Ce glissement n’est pas fortuit. Il s’inscrit dans une transformation plus vaste que plusieurs analystes, Ivan Krastev et Mark Leonard en tête, qualifient de réalignement géopolitique. Trump offre à la droite radicale européenne un modèle, une méthode, une légitimation. Il incarne ce que ses relais appellent désormais la seconde révolution américaine : retour au protectionnisme, remise en cause de l’État de droit, exaltation identitaire. Et pendant que l’Union regarde ailleurs, ses fondements s’effritent.
Comment Bruxelles nourrit la rhétorique populiste
Pire : à chaque recul, Bruxelles affaiblit sa propre capacité à imposer des normes, à défendre un cadre multilatéral, à exiger de ses membres le respect des principes qu’elle proclame.

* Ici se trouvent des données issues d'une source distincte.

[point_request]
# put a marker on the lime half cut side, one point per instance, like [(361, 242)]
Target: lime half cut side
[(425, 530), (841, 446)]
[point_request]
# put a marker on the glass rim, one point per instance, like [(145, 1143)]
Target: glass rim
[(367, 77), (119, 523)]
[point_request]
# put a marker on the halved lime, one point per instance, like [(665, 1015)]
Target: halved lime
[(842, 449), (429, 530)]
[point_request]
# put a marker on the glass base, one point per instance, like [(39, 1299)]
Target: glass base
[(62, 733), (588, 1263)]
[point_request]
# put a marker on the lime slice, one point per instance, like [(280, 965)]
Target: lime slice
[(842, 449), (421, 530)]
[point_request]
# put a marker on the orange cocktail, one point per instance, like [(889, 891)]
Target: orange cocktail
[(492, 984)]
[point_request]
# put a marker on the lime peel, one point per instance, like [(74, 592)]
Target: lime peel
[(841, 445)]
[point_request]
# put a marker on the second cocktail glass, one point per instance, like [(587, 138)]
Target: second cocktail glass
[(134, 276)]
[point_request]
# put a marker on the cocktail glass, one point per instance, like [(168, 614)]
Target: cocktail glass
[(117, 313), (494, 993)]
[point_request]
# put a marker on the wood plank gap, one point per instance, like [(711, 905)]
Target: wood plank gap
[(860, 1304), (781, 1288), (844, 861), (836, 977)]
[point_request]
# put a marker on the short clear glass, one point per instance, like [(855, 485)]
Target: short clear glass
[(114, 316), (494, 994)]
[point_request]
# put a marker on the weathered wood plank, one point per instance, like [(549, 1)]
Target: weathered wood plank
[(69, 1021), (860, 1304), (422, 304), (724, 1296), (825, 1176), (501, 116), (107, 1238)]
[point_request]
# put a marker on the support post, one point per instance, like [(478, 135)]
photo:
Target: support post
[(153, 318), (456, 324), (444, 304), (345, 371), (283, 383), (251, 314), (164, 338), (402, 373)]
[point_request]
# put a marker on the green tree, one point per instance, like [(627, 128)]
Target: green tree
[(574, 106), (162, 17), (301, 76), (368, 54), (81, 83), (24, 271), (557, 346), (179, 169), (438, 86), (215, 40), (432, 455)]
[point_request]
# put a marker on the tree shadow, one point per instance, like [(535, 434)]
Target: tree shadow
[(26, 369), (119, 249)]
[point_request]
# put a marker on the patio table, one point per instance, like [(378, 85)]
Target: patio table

En acceptant le chantage douanier américain, en minimisant les atteintes aux droits internationaux ou en restant silencieuse face aux violations commises au Proche-Orient, l’UE envoie un message limpide : il est désormais possible de contourner les règles du jeu — et même d’être récompensé pour cela.
Il ne faut pas s’y tromper. Les tarifs douaniers imposés par Washington sont peut-être anecdotiques sur le plan économique — ils le sont sans doute —, mais ils sont lourds de conséquences politiques. Ils servent de test. Ils posent une question simple : l’Europe est-elle encore capable de défendre son autonomie stratégique ? Ou va-t-elle continuer à naviguer à vue, espérant que la tempête trumpienne se calme d’elle-même ?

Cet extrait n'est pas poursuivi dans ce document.